タイのスラサック・パンチャルンウォラクン観光スポーツ大臣が4月23日、日本を含む124カ国を対象とした60日間の免税入国制度を全廃する方針を明確に示した。前日(4/22)報じた「対象絞り込みと期間短縮を検討」の段階から踏み込み、大臣が「まず60日免税を全カ国で廃止し、出発前に自国で査証を取得する方式へ切り替える」と正式に表明した格好だ。実施時期は未定だが、外務省と安全保障機関の審査、閣議承認を経て段階的に移行する見通しとなる。
前回報じた通り、現行制度では124カ国のうち63カ国が60日免税、31カ国が15日免税、残りがビザ・オン・アライバル等の枠で運用されている。今回の新情報は、大臣が「60日免税全廃は初動の一手にすぎず、15日免税やその他の優遇措置も順次見直す」と踏み込んだ点にある。

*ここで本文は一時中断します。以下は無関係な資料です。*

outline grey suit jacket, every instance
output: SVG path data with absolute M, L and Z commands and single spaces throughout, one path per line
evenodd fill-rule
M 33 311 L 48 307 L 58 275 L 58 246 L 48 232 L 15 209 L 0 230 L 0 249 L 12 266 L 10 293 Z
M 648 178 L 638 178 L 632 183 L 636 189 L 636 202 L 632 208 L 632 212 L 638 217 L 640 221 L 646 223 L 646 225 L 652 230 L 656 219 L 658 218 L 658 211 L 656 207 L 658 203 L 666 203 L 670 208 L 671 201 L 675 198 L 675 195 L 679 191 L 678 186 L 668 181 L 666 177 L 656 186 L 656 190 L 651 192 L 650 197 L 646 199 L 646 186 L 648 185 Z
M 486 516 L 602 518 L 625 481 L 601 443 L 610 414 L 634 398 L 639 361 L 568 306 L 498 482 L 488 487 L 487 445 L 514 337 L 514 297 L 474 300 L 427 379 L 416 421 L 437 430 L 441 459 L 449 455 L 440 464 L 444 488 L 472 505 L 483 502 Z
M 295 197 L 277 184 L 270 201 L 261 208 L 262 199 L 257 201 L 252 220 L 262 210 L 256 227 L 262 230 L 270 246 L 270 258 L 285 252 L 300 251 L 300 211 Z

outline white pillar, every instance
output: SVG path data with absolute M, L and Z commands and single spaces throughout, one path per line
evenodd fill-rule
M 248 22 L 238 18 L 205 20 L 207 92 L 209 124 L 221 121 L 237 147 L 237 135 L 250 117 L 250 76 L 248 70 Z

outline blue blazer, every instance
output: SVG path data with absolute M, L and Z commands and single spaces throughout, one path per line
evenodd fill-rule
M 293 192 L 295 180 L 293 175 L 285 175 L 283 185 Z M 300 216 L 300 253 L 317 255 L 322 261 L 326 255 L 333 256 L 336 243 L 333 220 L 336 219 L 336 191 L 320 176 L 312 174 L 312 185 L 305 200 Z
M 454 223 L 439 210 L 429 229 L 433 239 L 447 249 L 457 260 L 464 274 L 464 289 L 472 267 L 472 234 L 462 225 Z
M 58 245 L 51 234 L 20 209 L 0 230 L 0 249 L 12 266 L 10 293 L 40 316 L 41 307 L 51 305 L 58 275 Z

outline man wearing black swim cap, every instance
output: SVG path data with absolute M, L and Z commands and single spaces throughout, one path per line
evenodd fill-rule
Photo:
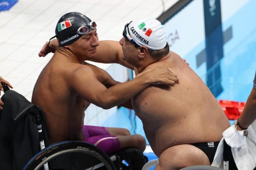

日本旅券の保有者は現在、観光目的でタイに入国する際パスポートと出入国カードのみで60日滞在が可能だが、今後はその簡便さが失われる可能性が高い。
スラサック氏が今回さらに強調したのは、免税入国枠の悪用の広がりである。ボーダーランと呼ばれる国境越えによる再入国の繰り返しで事実上の長期居住をする外国人が増え、加えて先日タイ全土で話題になったLTRビザの世界所得0%税制を誇示する事例などが、政府の警戒感を一段と強めた。観光目的を装った違法労働や暗号資産関連ビジネスの脱税拠点化も指摘されている。
代替策として観光相が挙げたのは電子ビザ(e-visa)の本格拡張である。現在のタイe-visaは事業・就労・長期滞在目的の発給が主だが、方針転換後は観光客向けにも全面的に適用する方向が有力視されている。料金、審査日数、申請インターフェースはまだ公開されていないが、他国の類似制度では25〜40米ドル程度の手数料と数日〜1週間の審査時間が一般的だ。
タイ観光業界の反応は分かれている。国際ホテルチェーン団体は「ビザ要件の強化は東南アジア他国へ客足が流れる」と警戒を表明したが、不動産業界とサービス業の一部は「長期滞在者のほうが消費額が大きい」として支持に回っている。ベトナムやインドネシアもタイ類似の免税制度を見直している時期にあたり、地域全体で「質量の転換」が同時進行する可能性がある。
日本人旅行者にとって、短期旅行でも事前のe-visa申請が必須になると、航空券を取ってから出発までに手続きが1つ増える。家族旅行や急な出張、在タイ駐在員の家族が短期訪問する場合にも準備工数が増える。一方で既に非移民ビザや就労ビザを保有する駐在員本人は別カテゴリのため直接の影響は少ない。具体的な実施日と詳細は今後数ヶ月内に閣議決定される見通しで、タイ外務省と在日タイ大使館からの公式発表を注視したい。